The gas turbine has a wide range of applications. The demand for higher efficiency is increasing, which results in increase in turbine inlet temperature. Current operating temperature of a gas turbine is about 2000K, which may go up in future to about 3000K. This temperature is very high as compared with the melting point of turbine component material. This shows the necessity of sophisticated cooling technique to protect turbine components from such a high temperature. Film cooling is the most commonly method used, because of its good cooling performance. It forms a thin layer of coolant which avoids direct contact of hot gases with metal surface. Major drawbacks of film cooling technique are the aerodynamic losses.;To achieve better cooling in span-wise direction and also in downstream region, different shaped holes with diffused angles are introduced. Also the backward injection scheme is analyzed, but it shows poor performance in far downstream region. To have more uniform cooling and to avoid manufacturing difficulties, a trenched hole configuration is proposed. The work in this thesis is to get advantages of a trenched hole and backward injection to improve cooling performance with minimum losses.

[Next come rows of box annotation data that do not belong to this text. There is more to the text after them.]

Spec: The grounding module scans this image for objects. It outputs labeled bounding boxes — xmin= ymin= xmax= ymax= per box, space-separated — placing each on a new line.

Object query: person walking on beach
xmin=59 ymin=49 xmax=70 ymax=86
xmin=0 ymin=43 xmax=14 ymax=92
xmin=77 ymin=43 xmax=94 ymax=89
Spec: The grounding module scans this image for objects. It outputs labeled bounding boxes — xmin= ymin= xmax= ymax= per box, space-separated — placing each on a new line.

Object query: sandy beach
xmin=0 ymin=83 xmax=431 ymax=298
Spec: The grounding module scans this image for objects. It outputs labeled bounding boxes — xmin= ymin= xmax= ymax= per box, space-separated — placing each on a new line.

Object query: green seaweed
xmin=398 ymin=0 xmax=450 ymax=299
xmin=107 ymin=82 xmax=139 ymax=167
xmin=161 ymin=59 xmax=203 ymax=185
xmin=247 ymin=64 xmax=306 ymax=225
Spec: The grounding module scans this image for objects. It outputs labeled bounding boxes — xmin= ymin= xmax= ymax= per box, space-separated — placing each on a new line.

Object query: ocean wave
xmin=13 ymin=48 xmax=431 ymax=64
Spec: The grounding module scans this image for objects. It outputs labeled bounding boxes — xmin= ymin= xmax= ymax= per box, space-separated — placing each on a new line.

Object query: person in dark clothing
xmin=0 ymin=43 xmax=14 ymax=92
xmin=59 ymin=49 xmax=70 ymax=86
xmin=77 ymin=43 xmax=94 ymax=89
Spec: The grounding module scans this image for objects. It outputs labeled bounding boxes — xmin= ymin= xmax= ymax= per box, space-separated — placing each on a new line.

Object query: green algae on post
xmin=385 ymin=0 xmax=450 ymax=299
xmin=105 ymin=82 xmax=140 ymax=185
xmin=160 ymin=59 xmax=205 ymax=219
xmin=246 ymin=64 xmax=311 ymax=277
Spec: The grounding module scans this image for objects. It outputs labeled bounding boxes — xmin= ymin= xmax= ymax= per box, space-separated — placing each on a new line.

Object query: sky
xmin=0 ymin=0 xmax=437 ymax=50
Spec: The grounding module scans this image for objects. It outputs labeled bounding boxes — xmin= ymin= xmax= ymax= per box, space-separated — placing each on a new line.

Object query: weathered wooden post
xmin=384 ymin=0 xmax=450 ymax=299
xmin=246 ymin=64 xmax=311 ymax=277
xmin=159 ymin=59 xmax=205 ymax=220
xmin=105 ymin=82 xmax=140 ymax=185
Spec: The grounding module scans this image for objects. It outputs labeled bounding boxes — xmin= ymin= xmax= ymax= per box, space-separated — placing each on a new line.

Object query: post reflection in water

The main analysis is done numerically with commercial software, Fluent. The results are compared together with earlier study of forward and backward injection.;Experimental study is also conducted to validate the numerical simulation. A small wind tunnel is constructed which simulates film cooling concept. Thermocouples are used to measure temperature and IR camera is used to capture temperature contour over the test surface. The results are used to validate the numerical analysis with same geometry and boundary conditions applied for experimental analysis. After this validation, further study of trenched hole configuration film cooling at operating conditions are continued using numerical simulation. Results show that the trenched hole configuration shows improved and uniform cooling as compared with the normal flat surface hole configuration.